The NIH and DOD funding will also advance the development of therapies that target UNC13A and SYF2, programs not covered by the Takeda licensing agreement.

Inside the nucleus, TDP-43 normally acts as an RNA-binding protein involved in processing messenger RNA (mRNA), an intermediary molecule produced as part of protein production.

When abnormal TDP-43 moves outside the nucleus, it disrupts the processing of UNC13A mRNA, leading to a loss of the UNC13A protein. This loss, which is worsened by mutations in the UNC13A gene, is associated with reduced survival in ALS and FTD patients.

The company’s iNeuroRx platform, which couples patient-derived disease models with human genetic data, was able to replicate UNC13A-related disease in patient neurons, according to AcuraStem.

Building on these findings, the company has developed antisense oligonucleotides (ASOs), a class of DNA/RNA-binding small molecules that prevent the disruption of UNC13A mRNA processing by TDP-43, thereby restoring UNC13A function.

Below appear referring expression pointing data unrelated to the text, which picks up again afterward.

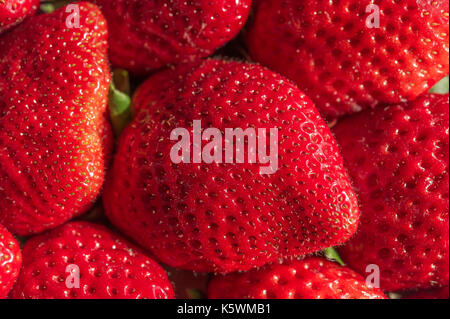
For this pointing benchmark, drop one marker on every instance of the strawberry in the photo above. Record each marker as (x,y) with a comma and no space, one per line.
(13,12)
(223,217)
(149,34)
(398,159)
(81,260)
(441,293)
(10,261)
(343,65)
(54,134)
(311,278)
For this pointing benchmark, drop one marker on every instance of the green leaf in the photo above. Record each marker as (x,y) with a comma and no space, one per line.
(442,87)
(47,7)
(120,101)
(331,253)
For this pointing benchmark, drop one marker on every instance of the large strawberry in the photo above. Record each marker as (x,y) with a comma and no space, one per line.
(54,134)
(81,260)
(10,261)
(13,12)
(311,278)
(343,60)
(149,34)
(226,217)
(398,158)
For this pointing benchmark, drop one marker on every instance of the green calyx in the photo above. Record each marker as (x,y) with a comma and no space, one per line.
(442,87)
(332,254)
(120,101)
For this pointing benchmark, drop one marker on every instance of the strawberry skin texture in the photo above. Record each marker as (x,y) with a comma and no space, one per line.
(109,266)
(311,278)
(398,159)
(54,131)
(149,34)
(13,12)
(442,293)
(229,217)
(10,261)
(340,63)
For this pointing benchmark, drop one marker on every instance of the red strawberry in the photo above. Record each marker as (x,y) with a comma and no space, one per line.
(311,278)
(344,66)
(13,12)
(227,217)
(106,265)
(441,293)
(398,158)
(54,134)
(10,260)
(149,34)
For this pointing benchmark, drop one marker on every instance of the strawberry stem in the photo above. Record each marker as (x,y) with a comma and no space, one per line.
(119,101)
(331,253)
(442,87)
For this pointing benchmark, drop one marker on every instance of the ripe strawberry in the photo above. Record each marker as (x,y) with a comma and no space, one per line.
(54,134)
(107,266)
(441,293)
(398,158)
(146,34)
(228,217)
(10,260)
(340,63)
(13,12)
(311,278)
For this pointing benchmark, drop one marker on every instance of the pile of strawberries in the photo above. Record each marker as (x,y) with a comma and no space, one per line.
(363,149)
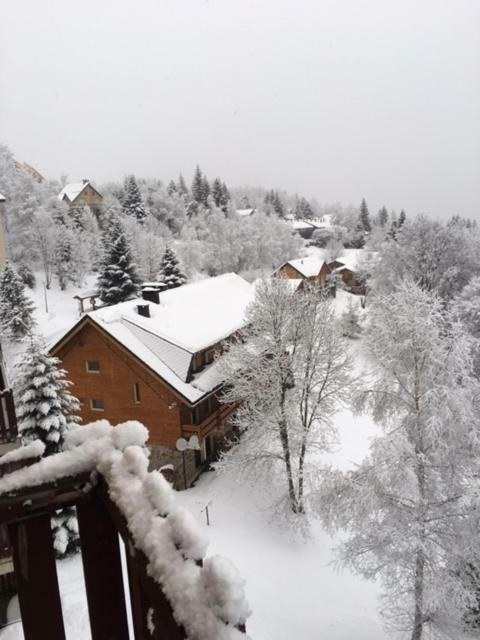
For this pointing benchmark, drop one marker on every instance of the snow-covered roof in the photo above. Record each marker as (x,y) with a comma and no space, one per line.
(188,319)
(73,190)
(323,222)
(300,224)
(308,267)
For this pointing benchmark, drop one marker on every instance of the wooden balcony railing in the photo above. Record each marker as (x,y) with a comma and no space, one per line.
(8,420)
(26,508)
(210,423)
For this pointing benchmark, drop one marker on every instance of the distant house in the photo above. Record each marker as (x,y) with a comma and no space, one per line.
(152,360)
(310,269)
(315,269)
(78,194)
(3,244)
(243,213)
(32,172)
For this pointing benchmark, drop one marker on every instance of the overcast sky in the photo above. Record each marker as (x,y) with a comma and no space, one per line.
(333,99)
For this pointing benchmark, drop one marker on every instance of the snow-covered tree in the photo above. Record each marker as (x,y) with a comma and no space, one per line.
(350,322)
(410,509)
(16,310)
(466,307)
(26,275)
(118,278)
(132,200)
(46,410)
(197,186)
(382,217)
(364,217)
(290,373)
(182,186)
(439,258)
(170,273)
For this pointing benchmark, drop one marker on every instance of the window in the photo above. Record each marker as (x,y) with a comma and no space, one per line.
(97,405)
(208,405)
(195,415)
(198,457)
(136,393)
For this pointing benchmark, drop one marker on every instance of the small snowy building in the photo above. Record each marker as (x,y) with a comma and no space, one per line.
(77,194)
(316,269)
(152,360)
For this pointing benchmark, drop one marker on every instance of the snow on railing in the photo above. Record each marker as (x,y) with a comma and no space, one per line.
(34,449)
(207,596)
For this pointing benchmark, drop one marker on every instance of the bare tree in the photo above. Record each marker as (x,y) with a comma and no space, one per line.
(289,372)
(410,509)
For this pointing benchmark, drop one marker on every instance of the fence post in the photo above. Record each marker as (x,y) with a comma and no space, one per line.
(36,578)
(102,569)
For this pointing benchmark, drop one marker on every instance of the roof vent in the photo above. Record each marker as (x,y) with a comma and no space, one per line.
(143,310)
(151,294)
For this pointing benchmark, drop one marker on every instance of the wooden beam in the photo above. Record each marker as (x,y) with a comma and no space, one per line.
(36,578)
(44,499)
(102,569)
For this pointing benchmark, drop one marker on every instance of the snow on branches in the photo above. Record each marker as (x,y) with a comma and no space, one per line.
(208,601)
(410,509)
(290,373)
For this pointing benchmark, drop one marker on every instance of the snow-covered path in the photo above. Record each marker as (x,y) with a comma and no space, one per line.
(293,590)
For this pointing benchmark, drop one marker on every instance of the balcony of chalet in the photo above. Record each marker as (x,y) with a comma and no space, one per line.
(8,421)
(175,592)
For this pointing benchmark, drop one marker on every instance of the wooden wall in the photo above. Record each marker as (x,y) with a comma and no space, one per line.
(159,407)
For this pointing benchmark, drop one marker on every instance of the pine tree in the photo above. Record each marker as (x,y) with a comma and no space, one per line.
(197,186)
(383,217)
(181,186)
(205,191)
(132,201)
(217,192)
(170,272)
(46,410)
(171,188)
(225,198)
(118,278)
(16,319)
(63,255)
(350,321)
(364,217)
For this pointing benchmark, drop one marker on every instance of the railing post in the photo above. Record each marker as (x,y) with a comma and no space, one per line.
(138,597)
(102,569)
(36,578)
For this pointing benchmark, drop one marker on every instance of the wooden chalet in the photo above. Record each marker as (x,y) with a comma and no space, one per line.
(78,194)
(152,360)
(316,270)
(118,504)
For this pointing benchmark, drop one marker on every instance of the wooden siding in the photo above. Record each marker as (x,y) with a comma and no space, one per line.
(287,271)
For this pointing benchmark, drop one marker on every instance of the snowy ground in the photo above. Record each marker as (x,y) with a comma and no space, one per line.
(293,590)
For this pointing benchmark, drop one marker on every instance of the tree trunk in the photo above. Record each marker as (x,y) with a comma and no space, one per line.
(282,425)
(418,594)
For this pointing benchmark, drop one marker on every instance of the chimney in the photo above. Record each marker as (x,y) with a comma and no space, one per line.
(143,310)
(151,294)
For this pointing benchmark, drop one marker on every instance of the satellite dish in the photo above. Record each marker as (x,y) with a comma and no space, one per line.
(193,443)
(181,444)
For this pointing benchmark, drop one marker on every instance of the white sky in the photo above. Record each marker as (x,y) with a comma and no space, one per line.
(336,99)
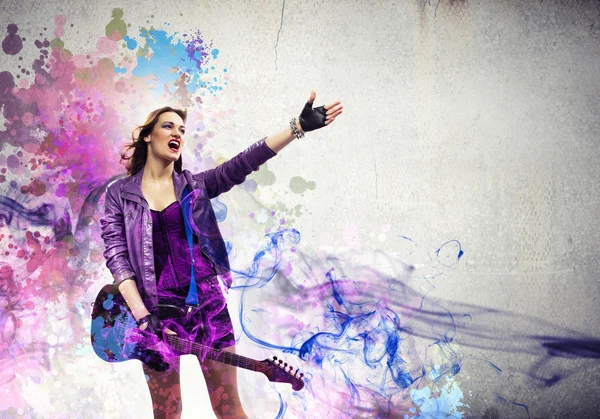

These advances offer “a promising therapeutic approach for TDP-43 proteinopathies [protein-clumping diseases] and a deeper understanding of UNC13A’s role in disease progression,” AcuraStem wrote in its release.

The company says it’s also discovered that SYF2, another protein in the nucleus that’s involved in mRNA processing, is a potential ALS target. SYF2 regulates mRNA processing, which is affected by the movement of TDP-43 out of the nucleus. Modulating SYF2 may address both the toxic buildup of TDP-43 and counter the widespread dysregulation of genes, including UNC13A.

“Targeting SYF2 could offer a more direct and potentially effective therapeutic strategy compared to addressing each dysregulated gene individually,” AcuraStem noted.